I have the following table (PostgreSQL 9.6 but could upgrade):
# \d annotation_annotation
Table "public.annotation_annotation"
Column | Type | Modifiers
-------------------+-------------------------+--------------------------------------------------------------------
id | bigint | not null default nextval('annotation_annotation_id_seq'::regclass)
release | character varying(32) | not null
chromosome | character varying(32) | not null
position | integer | not null
reference | character varying(512) | not null
alternative | character varying(512) | not null
database | character varying(8) |
effect | character varying(64)[] | not null
gene_id | character varying(64) |
transcript_id | character varying(64) |
transcript_coding | boolean |
hgvs_c | character varying(512) |
hgvs_p | character varying(512) |
Indexes:
"annotation_annotation_pkey" PRIMARY KEY, btree (id)
"annotation_annotation_release_chromosome_posit_d102b713_uniq" UNIQUE CONSTRAINT, btree (release, chromosome, "position", reference, alternative, transcript_id)
"annotation__release_3f254e_idx" btree (release, chromosome, "position", reference, alternative, gene_id)
I'm running bulk insertions with ON CONFLICT IGNORE
of tens of millions of files into the table. I'm expecting a high number of duplicates (>90%). The table is append-only. Using pg_activity
, I'm seeing that PostgreSQL is spending more time reading than writing (as I would expect if the number of duplicates is high).
What would be a good way of tuning "upsert" performance here:
- Would partitioning with PostgreSQL 11 help? I could provide an additional
integer
"chromosome_no" column that could be used for hashed partitioning. - Is it possible to use
bloom
indices to speedup "upsert" performance with unique constraints? (EDIT I realize that bloom filters will not help because they err into the wrong direction)
1 Answer 1
Partitioning the table would only help if the data in the files you are trying to insert are also partitioned using the same scheme.

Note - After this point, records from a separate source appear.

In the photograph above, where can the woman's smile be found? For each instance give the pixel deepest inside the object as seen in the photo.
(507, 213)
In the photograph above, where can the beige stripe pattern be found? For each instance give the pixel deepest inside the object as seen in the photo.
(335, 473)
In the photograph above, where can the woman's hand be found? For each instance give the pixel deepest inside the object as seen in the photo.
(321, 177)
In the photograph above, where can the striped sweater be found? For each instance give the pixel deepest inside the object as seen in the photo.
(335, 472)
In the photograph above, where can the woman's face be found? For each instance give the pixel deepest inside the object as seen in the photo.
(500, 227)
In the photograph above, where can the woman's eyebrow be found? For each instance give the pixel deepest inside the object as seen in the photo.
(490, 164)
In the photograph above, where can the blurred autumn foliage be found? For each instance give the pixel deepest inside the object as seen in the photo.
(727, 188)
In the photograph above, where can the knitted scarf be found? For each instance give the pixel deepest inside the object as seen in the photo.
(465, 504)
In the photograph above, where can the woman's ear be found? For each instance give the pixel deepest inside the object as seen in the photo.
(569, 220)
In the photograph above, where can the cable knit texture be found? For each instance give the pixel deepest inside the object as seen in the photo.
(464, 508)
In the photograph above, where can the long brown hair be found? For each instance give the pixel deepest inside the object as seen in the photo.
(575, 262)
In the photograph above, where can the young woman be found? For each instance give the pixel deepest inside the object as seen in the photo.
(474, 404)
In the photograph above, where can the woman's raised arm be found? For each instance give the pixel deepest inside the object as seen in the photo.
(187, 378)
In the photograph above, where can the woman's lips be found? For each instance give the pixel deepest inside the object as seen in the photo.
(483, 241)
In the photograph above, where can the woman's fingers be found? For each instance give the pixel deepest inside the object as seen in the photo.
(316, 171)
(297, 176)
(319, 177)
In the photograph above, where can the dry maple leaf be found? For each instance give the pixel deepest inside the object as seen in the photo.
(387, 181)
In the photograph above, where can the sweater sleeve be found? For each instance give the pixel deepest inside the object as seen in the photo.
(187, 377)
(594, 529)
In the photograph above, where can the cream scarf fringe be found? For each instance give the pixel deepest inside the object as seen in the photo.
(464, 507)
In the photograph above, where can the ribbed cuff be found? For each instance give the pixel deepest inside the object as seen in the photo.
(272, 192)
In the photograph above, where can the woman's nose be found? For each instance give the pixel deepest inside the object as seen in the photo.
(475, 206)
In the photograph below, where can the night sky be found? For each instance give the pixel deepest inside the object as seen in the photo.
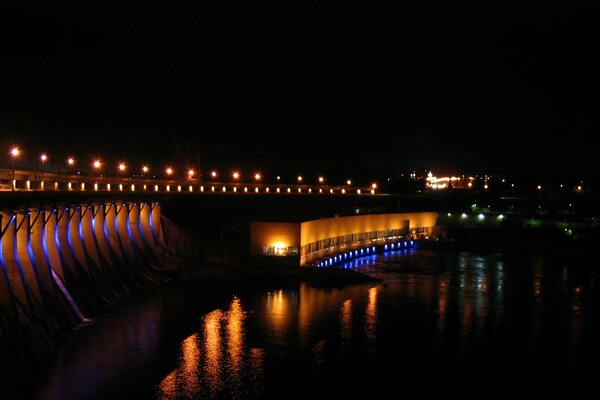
(279, 87)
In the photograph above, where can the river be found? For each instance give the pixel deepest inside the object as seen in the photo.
(440, 322)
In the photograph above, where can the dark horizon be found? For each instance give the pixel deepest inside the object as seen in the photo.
(285, 86)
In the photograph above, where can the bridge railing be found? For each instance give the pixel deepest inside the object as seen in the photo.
(43, 181)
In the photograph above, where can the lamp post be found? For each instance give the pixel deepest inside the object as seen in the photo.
(43, 158)
(14, 153)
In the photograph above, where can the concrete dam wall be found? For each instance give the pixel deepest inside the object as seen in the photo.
(59, 265)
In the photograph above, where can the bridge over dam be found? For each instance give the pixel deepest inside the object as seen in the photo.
(65, 253)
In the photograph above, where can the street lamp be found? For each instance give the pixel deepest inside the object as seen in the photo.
(43, 158)
(97, 164)
(14, 153)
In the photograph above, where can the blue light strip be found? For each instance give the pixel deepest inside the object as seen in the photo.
(365, 251)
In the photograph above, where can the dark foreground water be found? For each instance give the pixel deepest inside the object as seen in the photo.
(443, 323)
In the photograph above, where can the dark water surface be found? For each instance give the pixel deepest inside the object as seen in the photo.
(441, 322)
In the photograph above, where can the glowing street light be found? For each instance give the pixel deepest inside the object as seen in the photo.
(14, 153)
(43, 158)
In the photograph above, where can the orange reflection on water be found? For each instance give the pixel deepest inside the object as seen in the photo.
(212, 362)
(184, 380)
(235, 339)
(212, 349)
(371, 319)
(346, 325)
(278, 313)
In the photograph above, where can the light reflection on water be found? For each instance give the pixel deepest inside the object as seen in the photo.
(215, 363)
(447, 318)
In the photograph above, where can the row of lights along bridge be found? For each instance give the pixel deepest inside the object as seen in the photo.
(122, 168)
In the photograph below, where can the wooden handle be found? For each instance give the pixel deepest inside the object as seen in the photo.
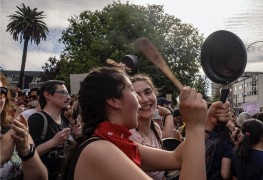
(152, 53)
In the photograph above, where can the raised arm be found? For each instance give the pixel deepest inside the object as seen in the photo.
(168, 128)
(6, 146)
(193, 109)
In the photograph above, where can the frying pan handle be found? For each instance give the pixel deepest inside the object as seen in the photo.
(224, 94)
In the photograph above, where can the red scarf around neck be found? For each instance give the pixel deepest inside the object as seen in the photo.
(119, 135)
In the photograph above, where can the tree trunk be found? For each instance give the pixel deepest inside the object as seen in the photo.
(23, 64)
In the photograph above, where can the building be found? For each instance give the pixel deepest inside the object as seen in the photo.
(246, 89)
(31, 78)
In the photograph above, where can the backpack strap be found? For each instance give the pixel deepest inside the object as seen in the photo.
(44, 130)
(76, 154)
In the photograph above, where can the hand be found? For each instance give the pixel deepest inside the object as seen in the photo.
(219, 113)
(193, 108)
(21, 136)
(61, 137)
(163, 111)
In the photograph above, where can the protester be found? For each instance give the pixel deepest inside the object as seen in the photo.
(259, 116)
(109, 108)
(53, 140)
(219, 164)
(23, 103)
(34, 104)
(16, 143)
(248, 158)
(242, 117)
(148, 132)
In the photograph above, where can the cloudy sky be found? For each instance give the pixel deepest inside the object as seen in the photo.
(243, 17)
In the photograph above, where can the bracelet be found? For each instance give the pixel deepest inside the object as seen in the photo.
(208, 132)
(167, 115)
(29, 155)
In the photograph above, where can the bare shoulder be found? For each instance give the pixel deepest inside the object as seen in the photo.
(103, 160)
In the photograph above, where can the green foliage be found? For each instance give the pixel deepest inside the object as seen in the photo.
(92, 37)
(27, 24)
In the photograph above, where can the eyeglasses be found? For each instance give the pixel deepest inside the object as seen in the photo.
(3, 92)
(62, 92)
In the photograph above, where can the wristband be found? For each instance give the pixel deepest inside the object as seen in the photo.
(167, 115)
(208, 132)
(29, 155)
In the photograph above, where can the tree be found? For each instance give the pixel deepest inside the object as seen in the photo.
(27, 24)
(92, 37)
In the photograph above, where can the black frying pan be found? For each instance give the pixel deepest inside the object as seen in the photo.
(223, 59)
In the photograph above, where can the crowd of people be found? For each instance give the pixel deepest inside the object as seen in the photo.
(115, 128)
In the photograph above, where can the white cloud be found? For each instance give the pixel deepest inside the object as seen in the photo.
(242, 17)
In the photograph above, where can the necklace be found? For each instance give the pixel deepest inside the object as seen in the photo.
(145, 139)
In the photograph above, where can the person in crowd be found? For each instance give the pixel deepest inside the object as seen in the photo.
(242, 117)
(248, 157)
(33, 104)
(148, 132)
(23, 103)
(53, 99)
(16, 144)
(109, 107)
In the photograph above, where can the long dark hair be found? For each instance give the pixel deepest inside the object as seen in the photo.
(252, 131)
(98, 86)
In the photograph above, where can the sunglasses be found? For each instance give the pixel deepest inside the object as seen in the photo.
(3, 92)
(33, 97)
(62, 92)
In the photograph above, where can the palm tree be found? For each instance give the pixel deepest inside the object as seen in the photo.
(27, 25)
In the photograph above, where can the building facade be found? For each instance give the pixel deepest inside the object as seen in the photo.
(31, 78)
(246, 89)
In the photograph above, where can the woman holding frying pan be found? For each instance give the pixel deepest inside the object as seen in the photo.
(109, 108)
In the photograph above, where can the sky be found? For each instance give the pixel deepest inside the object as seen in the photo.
(242, 17)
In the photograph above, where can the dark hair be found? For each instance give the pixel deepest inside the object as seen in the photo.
(98, 86)
(252, 130)
(146, 78)
(49, 86)
(35, 89)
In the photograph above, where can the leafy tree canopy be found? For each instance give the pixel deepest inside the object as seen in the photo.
(92, 37)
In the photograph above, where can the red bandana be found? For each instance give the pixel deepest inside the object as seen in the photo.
(119, 135)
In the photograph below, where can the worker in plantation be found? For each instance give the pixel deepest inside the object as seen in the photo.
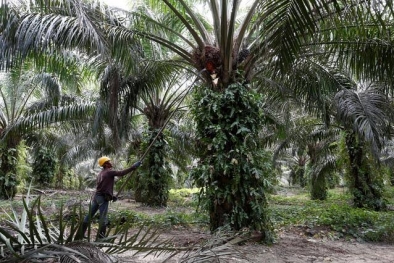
(104, 194)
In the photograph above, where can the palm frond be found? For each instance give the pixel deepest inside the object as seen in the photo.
(364, 112)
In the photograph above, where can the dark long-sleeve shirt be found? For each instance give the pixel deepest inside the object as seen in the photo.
(106, 180)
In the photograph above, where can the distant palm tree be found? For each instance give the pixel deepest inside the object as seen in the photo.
(366, 115)
(30, 102)
(262, 44)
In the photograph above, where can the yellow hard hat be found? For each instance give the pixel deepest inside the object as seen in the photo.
(103, 160)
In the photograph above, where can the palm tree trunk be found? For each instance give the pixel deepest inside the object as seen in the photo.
(367, 188)
(8, 176)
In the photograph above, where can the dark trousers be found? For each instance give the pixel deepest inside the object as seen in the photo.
(99, 203)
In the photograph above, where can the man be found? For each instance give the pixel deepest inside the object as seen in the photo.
(104, 194)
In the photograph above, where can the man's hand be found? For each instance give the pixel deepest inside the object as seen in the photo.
(137, 164)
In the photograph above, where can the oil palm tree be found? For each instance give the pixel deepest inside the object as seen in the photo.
(236, 49)
(30, 102)
(365, 114)
(159, 106)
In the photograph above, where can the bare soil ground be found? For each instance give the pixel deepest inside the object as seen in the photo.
(293, 245)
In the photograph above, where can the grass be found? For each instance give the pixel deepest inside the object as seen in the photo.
(336, 214)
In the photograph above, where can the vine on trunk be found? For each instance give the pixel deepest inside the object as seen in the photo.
(234, 170)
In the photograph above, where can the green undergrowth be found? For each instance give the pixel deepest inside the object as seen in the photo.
(182, 210)
(335, 214)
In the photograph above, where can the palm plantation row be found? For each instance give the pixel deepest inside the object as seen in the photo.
(311, 78)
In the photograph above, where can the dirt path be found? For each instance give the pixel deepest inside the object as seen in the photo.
(291, 247)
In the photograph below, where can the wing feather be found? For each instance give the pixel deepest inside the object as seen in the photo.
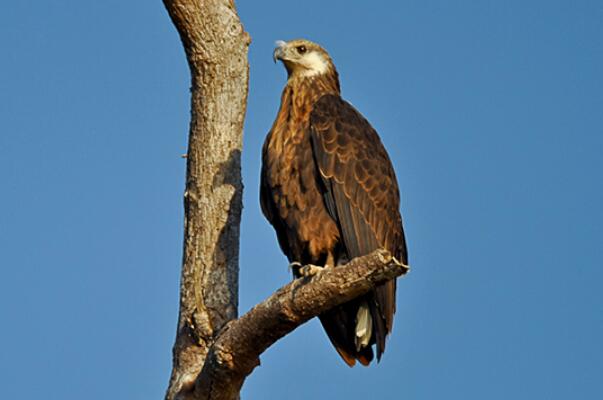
(361, 192)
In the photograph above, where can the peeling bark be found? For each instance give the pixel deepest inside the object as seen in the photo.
(216, 49)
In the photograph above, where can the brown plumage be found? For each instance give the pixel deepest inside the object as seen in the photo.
(329, 189)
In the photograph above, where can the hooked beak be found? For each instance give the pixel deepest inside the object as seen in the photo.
(279, 50)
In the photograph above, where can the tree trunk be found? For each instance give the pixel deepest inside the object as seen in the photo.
(216, 49)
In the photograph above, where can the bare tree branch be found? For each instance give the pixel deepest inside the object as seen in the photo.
(216, 49)
(236, 350)
(214, 352)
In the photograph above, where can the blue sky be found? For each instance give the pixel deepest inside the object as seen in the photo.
(491, 111)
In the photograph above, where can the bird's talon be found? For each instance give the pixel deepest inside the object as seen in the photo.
(308, 270)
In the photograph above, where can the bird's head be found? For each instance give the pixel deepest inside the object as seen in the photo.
(303, 58)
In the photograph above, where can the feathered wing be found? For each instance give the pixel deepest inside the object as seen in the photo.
(361, 193)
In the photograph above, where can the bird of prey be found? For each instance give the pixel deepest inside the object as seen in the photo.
(329, 190)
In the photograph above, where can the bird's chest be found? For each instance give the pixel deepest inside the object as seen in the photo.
(292, 176)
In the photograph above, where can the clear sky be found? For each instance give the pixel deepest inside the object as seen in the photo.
(492, 112)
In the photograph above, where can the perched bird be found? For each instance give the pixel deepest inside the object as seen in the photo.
(329, 190)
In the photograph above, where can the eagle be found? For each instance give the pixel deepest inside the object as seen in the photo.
(329, 190)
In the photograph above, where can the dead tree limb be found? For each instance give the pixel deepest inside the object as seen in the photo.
(236, 350)
(216, 49)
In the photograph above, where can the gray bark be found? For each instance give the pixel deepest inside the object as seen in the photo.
(216, 49)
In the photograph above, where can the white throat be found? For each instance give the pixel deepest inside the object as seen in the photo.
(314, 65)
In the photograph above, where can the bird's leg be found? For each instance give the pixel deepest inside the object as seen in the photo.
(330, 260)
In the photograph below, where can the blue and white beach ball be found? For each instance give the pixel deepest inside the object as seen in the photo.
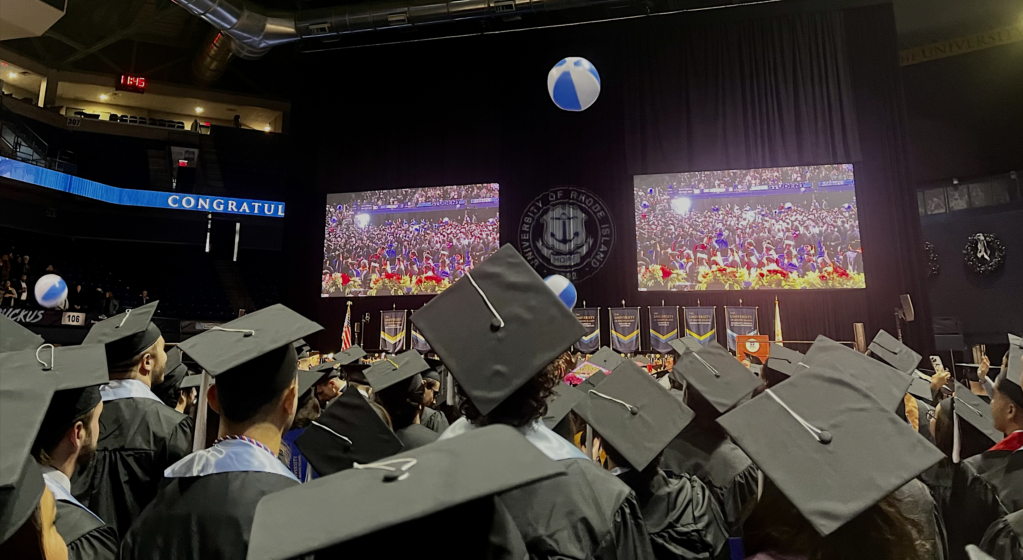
(50, 291)
(564, 289)
(574, 84)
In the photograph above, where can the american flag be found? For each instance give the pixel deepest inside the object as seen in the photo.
(346, 335)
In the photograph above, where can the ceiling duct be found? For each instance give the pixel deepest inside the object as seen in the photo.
(255, 31)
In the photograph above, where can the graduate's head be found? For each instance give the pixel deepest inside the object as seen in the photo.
(1007, 404)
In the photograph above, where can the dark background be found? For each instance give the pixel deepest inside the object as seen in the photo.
(742, 88)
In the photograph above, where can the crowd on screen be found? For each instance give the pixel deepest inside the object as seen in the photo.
(447, 245)
(799, 239)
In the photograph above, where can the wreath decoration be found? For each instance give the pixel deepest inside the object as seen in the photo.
(933, 266)
(984, 253)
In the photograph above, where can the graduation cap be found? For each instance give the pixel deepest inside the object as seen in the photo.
(561, 402)
(349, 431)
(390, 371)
(607, 358)
(716, 375)
(126, 335)
(893, 352)
(976, 413)
(25, 396)
(832, 457)
(634, 415)
(786, 360)
(425, 486)
(887, 384)
(255, 351)
(497, 328)
(13, 337)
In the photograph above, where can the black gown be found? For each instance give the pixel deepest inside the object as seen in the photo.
(704, 450)
(138, 438)
(86, 536)
(985, 487)
(682, 518)
(587, 514)
(203, 517)
(1004, 540)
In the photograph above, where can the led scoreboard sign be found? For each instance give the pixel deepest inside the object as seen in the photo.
(131, 83)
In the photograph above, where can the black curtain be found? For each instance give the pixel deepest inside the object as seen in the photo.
(730, 89)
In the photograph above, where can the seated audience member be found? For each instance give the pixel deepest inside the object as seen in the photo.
(634, 419)
(206, 508)
(512, 330)
(139, 436)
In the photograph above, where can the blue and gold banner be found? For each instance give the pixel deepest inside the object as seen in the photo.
(590, 318)
(624, 329)
(663, 328)
(740, 320)
(419, 343)
(701, 324)
(393, 331)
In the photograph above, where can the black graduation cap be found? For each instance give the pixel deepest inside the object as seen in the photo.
(975, 412)
(429, 482)
(349, 431)
(786, 360)
(607, 358)
(893, 352)
(634, 415)
(497, 327)
(887, 384)
(561, 402)
(716, 375)
(240, 345)
(390, 371)
(835, 457)
(13, 337)
(25, 397)
(126, 335)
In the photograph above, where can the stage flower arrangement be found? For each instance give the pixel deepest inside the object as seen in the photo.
(340, 282)
(429, 284)
(657, 275)
(389, 284)
(730, 278)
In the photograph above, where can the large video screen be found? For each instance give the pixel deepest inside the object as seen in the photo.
(776, 228)
(407, 241)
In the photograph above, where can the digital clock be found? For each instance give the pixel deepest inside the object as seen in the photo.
(131, 83)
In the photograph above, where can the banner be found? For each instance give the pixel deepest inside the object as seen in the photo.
(393, 331)
(663, 328)
(701, 324)
(624, 329)
(590, 318)
(419, 343)
(740, 320)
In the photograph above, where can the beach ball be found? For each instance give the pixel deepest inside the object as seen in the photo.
(50, 291)
(563, 289)
(573, 84)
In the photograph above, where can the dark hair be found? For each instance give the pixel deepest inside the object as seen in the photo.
(880, 532)
(525, 405)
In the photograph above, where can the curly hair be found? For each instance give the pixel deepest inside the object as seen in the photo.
(526, 404)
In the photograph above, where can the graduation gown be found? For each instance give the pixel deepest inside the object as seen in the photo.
(1004, 540)
(707, 453)
(139, 436)
(415, 435)
(985, 487)
(205, 509)
(682, 518)
(587, 514)
(85, 534)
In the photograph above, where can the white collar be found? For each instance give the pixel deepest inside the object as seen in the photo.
(230, 456)
(126, 388)
(543, 438)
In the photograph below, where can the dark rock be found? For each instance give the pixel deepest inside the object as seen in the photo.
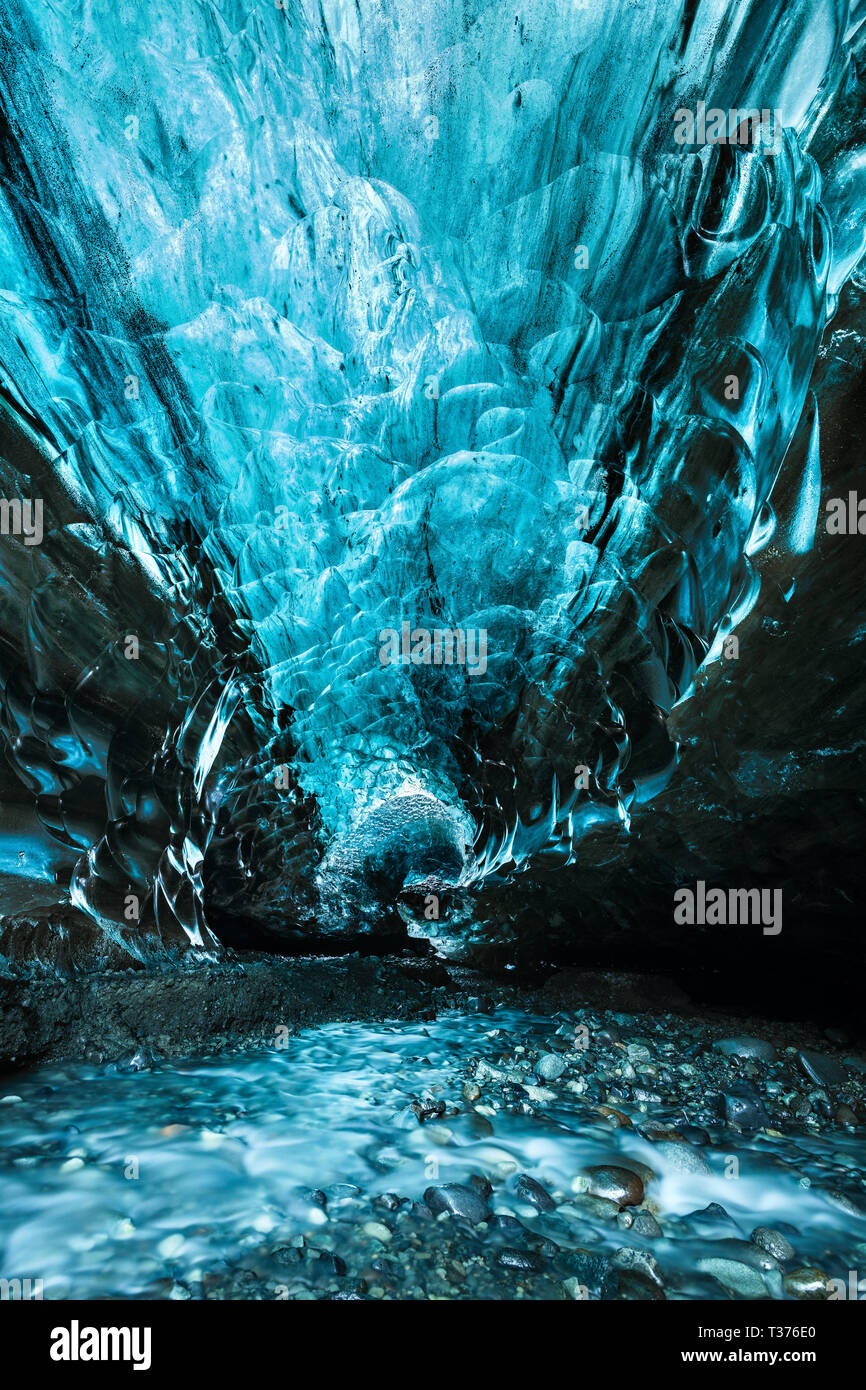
(823, 1069)
(459, 1200)
(531, 1191)
(773, 1241)
(617, 1184)
(526, 1260)
(808, 1283)
(744, 1107)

If you sort the data to be inserted into the same order as the unique index is defined on, that should help if the bottleneck is reading from the index. But if the table is not clustered in the same order as the index, and the bottleneck is reading from the table, this might not help much.
For this type of task, I would usually deduplicate outside the database. You might also look into using something like file_fdw to map the new data into the database, and then query and insert for new data.